An antiviral called Remdesivir is the first drug to manifest effectiveness against the COVID-19.
First results from a clinical trial that compared the drug with a placebo say that Remdesivir prompts recovery from COVID-19 by 31 percent, the U.S. National Institute of Allergy and Infectious Diseases indicated April 29 in a press statement.
The trial haphazardly assigned 1,063 people infected with COVID-19 to get syringic infusions of either Remdesivir or a placebo. In the Remdesivir set, the median duration to the recovery was 11 days, compared with 15 days for the ones on the placebo. Recovery was defined as being released from the hospital or being well enough to proceed with regular activity. Eleven percent of the patients in the placebo group past away, compared with only 8 percent in the Remdesivir’s.

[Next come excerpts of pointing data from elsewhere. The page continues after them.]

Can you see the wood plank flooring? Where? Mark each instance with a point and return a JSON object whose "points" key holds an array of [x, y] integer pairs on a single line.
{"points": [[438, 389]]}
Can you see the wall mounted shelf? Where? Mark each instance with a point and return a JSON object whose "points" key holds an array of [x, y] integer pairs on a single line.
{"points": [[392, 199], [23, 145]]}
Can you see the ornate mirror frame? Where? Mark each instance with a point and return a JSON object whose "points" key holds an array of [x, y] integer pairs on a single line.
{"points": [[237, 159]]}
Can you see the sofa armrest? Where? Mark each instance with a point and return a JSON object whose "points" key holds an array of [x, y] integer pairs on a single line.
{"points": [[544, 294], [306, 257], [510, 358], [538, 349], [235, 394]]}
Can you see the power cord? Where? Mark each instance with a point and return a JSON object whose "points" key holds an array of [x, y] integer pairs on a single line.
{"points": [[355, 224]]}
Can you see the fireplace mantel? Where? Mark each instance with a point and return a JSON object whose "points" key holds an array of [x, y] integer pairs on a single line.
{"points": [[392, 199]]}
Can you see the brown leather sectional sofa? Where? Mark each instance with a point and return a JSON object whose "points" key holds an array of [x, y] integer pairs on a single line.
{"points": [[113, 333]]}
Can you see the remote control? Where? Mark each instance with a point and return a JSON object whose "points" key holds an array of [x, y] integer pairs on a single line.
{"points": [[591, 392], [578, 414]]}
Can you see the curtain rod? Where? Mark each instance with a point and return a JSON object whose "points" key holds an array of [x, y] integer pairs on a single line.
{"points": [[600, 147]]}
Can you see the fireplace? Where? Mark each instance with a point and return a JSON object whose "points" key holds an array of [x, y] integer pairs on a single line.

“Although a 31 percent progress doesn’t seem like a knockout 100 percent, it is a significant proof of concept. It has proven that a drug can stop the virus,” Dr. Anthony Fauci stated on April 29 in a press meeting at the White House.
Commonly, researchers would have held to announce anything until peer scientists had reviewed the results, but the team chose to announce it early, Dr. Fauci said. “Whenever you have evidence that a drug works, you have an ethical obligation to immediately let the people who are in the placebo set know so that they can have access.”
Remdesivir will be the standard of care by which other remedies are judged, Fauci said. The experiment will be adapted to add to the Remdesivir treatment an antibody that may defend against inflammation.
Remdesivir, produced by biopharmaceutical company Gilead Sciences, headquartered in Foster City, California, simulates a building block of RNA, the virus’s genetic material. When the virus copies its RNA, the drug is incorporated instead of the usual RNA components, blocking the virus’s replication.
In studies in animals, Remdesivir has been very powerful against a broad family of RNA-containing viruses, including the ones that cause MERS and SARS. “It’s passed every single milestone. It works against each coronavirus we’ve tested,” states Mark Denison, a virologist at Vanderbilt University Medical Center in Nashville.
Remdesivir has been effective in animal researches when presented early in infections, Denison says. The drug can prevent or slow viral reproduction but doesn’t stop the body’s overzealous immune system responses that cause more damage to many seriously ill COVID-19 patients.
If the drug can be introduced early in the infection, then people might never become ill enough to have a need to go to the hospital. “You [could] convert this from being a fatal condition to being a manageable, survivable condition,” Denison says.
Gilead additionally presented the results of a second Remdesivir experiment on April 29. That study compared a five-day course of Remdesivir with 10 days of therapy. There was no control group that didn’t get the drug. It took 10 days for half of the people on the shorter course of Remdesivir to have clinical enhancement compared with 11 days for those in the longer treatment group.
“The study shows the potential for some patients to be treated with a 5-day regimen, which could significantly increase the number of patients who could be treated with our current amount of Remdesivir. This is especially significant in the setting of a pandemic to support hospitals, and health care workers treat more patients in vital need of care,” the firm stated in a news release.
Of the 200 patients in the five-day treatment group, 129 went home from the hospital by day 14, while 106 of the 197 patients who got the longer treatment were released by day 14.
Treating earlier was also profitable. Sixty-two percent of the patients who got treatment within 10 days of their symptoms starting were ready to go home after two weeks in the hospital, yet only 49 percent of those who got treatment later in the infection were released after two weeks in the hospital.